— Замолчи, глупый… Господи, как я боюсь за тебя. Ты даже не представляешь, в какую петлю по своей воле сунул голову! — Она все крепче прижимала его к себе. Артур покорно слушал. — Они будут счастливы затянуть ее у тебя на шее. Все эти круминьши, лицисы, калныни! Ты им всем поперек глотки, они тебя ненавидят. Это страшные, беспринципные люди, Артур. Лжецы, приспособленцы, садисты. Я знаю, что говорю… Глаза их — на допросах — я запомнила на всю жизнь. У них у всех одинаковые глаза! Холодные, наглые, злые… Глаза убийц!
Артур чуть отстранился от нее, погладил по волосам.
— Ну уж Калныня ты напрасно так сурово… При всем прочем он хоть честен. И вообще… Сейчас как-никак другие времена. После двадцатого съезда к прошлому мы не вернемся.
— Ты просто дитя, Артур! Неужели ты до сих пор не понял — чтобы расправиться с честным человеком, засадить его за решетку, у них всегда «те» времена. Не верю я никаким их съездам! Ни одному их слову не верю!
По едва высохшим щекам Марты снова катились слезы.
— Артур, умоляю тебя. Нельзя терять ни одного часа! Ты должен завтра же лететь в Москву, рассказать все… Пробиться на самый верх… Может, хоть там найдется честный человек, выслушает тебя, поймет!
— Хорошо-хорошо, — усмехнулся Артур, успокаивая сам себя. — Подождем пока, Москва от нас никуда не денется.
— Чего ждать? Здесь они тебя уничтожат! Ради меня, ради сына — поезжай! Ведь если с тобой что-нибудь случится, то я…
— Марта, милая моя, родная… Ты же знаешь, что для тебя я готов… — голос его дрогнул, но он не выдержал ее взгляда и опустил глаза. — Увы, сейчас я связан по рукам и ногам, понимаешь? Я дал подписку о невыезде.
— Подписку? — Марта побелела. Артур схватил ее за плечи, испугавшись, что она сейчас рухнет на пол. — Ты дал им подписку?.. Боже мой… — Она бессильно соскользнула вниз, ноги отказались ее держать. Артур опустился вместе с нею. — Боже мой… — еще раз прошептала она и закрыла лицо руками.

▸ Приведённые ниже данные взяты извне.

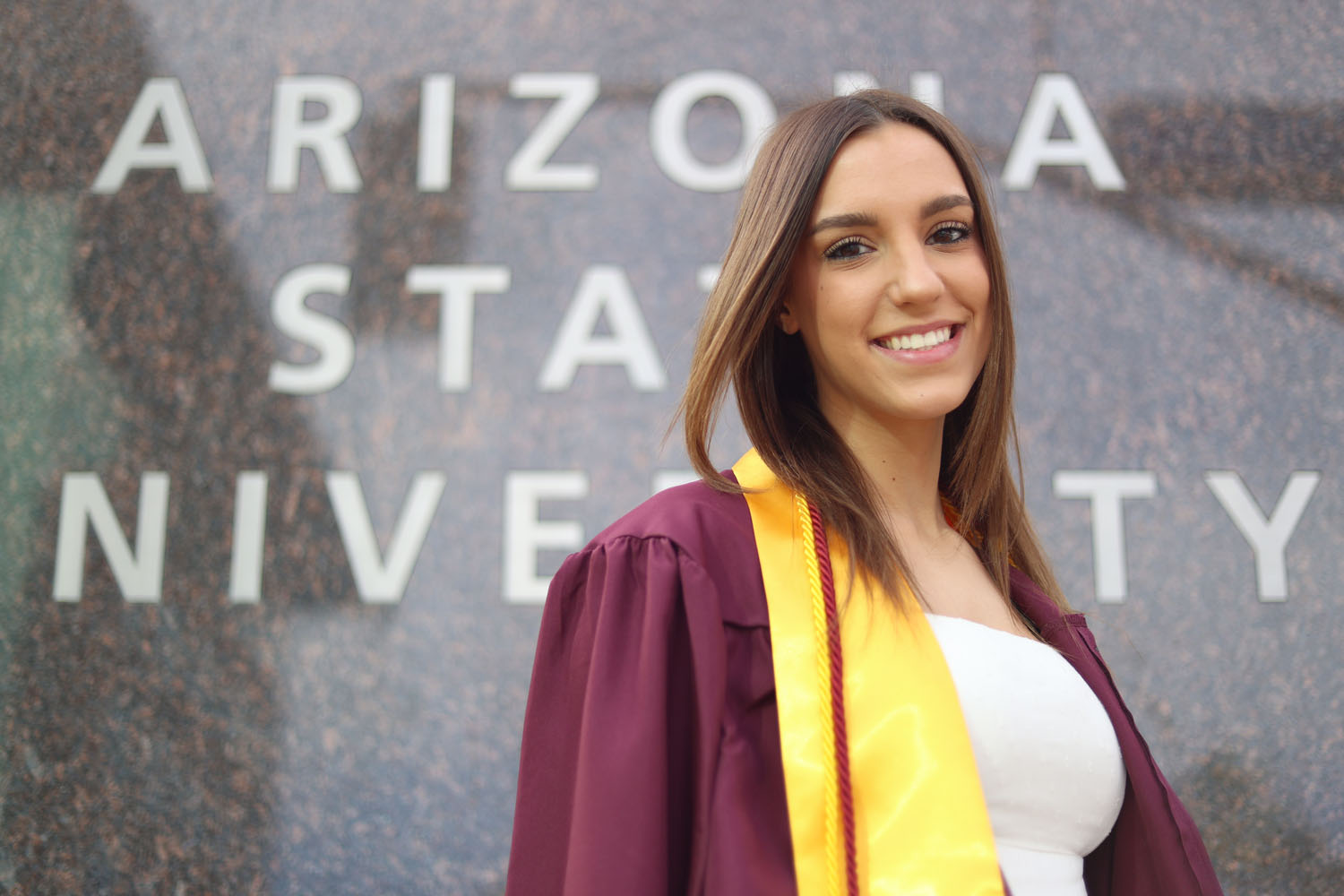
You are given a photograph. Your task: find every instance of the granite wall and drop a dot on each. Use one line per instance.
(328, 328)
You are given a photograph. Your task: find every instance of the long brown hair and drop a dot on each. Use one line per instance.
(771, 378)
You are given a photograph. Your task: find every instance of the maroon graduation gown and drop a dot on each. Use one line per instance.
(650, 748)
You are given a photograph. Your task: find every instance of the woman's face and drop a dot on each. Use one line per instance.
(889, 287)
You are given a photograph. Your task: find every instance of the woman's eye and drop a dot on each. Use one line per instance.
(847, 247)
(951, 231)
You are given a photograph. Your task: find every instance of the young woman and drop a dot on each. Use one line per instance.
(844, 667)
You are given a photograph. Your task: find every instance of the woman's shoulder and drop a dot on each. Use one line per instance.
(690, 541)
(696, 519)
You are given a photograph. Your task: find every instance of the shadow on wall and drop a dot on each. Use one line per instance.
(1258, 847)
(137, 742)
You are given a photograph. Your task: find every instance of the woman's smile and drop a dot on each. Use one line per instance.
(890, 290)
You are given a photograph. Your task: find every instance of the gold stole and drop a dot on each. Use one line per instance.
(919, 818)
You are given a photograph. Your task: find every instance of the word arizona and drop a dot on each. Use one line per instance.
(1055, 101)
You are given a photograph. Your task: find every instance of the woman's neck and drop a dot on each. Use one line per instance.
(902, 462)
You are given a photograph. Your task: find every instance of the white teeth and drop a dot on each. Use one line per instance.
(918, 341)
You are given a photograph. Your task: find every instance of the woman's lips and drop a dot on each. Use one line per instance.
(927, 347)
(917, 341)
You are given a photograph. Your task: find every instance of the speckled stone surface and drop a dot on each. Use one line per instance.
(316, 743)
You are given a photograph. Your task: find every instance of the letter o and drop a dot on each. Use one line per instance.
(667, 128)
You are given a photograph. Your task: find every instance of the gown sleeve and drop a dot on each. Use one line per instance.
(623, 721)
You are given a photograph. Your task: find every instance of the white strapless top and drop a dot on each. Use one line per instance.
(1047, 754)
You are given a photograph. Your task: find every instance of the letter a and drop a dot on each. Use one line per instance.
(159, 99)
(1058, 96)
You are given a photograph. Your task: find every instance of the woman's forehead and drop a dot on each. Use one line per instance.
(892, 164)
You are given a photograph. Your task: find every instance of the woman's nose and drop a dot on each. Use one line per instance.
(913, 279)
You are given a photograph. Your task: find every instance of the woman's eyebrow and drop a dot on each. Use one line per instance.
(865, 220)
(943, 203)
(849, 220)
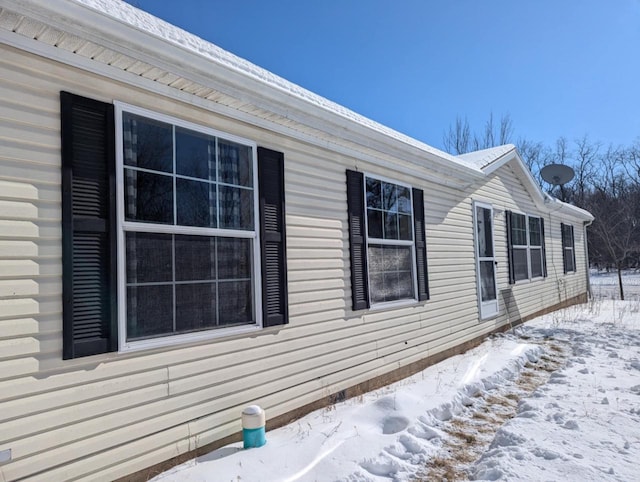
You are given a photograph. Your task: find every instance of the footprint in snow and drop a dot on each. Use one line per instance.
(394, 424)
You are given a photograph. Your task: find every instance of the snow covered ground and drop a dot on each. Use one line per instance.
(556, 399)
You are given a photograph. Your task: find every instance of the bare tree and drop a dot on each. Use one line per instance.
(459, 139)
(614, 236)
(535, 155)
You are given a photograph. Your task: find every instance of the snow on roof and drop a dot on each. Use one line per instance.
(481, 159)
(145, 22)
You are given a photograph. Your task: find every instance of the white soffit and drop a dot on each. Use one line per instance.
(113, 33)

Настороженно и чутко вздрогнули розоватые влажные ноздри. Огромный косматый кабан неподвижно застыл в густых зарослях орешника. Сквозь поредевшую сентябрьскую листву виднелся силуэт человека, ловившего зверя в прорезь прицела. Несколько секунд человек и зверь, казалось, смотрят в глаза друг другу. Громыхнул выстрел, эхом прокатился между стволами. Кабан вскинулся и метнулся в сторону. Снова остановился, затравленно озираясь, не понимая, куда бежать. Тяжело раздувались ободранные в кровь о кусты и сучья бока. Опять начали приближаться голоса загонщиков, шум, звон, треск. Обезумевший кабан помчался туда, откуда только что прогремел выстрел.